Best version was nt 3.5. Kind of most stable. But i agree that xp was worse than 2000. Anyway all of them were crappy as they did not have realtime kernel.

Realtime kernels can be problematic. Especially if there are background processes you don't know about. So I have to agree, that NT3.5 (and 4) where pretty good. They had less processes, that you didn't have control over. It is one of the things that makes me appreciate Win9x and Dos. In this view, 2K was mostly better then XP. But there are other trade offs. 

I like a lean and well tightened up system. Even with the shortcomings, of every system I've ever used, music was still made. Work with what you've got, until what you've got won't work. Then hack (technical not violent meaning) it to death (ditto).

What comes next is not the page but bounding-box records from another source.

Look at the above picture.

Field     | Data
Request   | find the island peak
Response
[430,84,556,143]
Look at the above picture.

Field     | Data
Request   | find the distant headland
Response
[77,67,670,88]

There is, no doubt, advantages to a realtime kernel. But a lot of people will do okay, with out it. Avoid USB audio devices, if you can. That will reduce your CPU load and inherent USB latency. PCI/PCMCIA/Etc will almost always be lower in latency and Resources (depending on vendor drivers). For midi, serial and parallel interfaced usually do better then USB; but don't compete with internal cards. And for god sake, get rid of those antivirus programs. Disconnect from the Internet and kill all the services you can. If you aren't even on a network, kill those workstation/client services too.

Okay, maybe I'm being too extreme (unless you are a masochist, like me).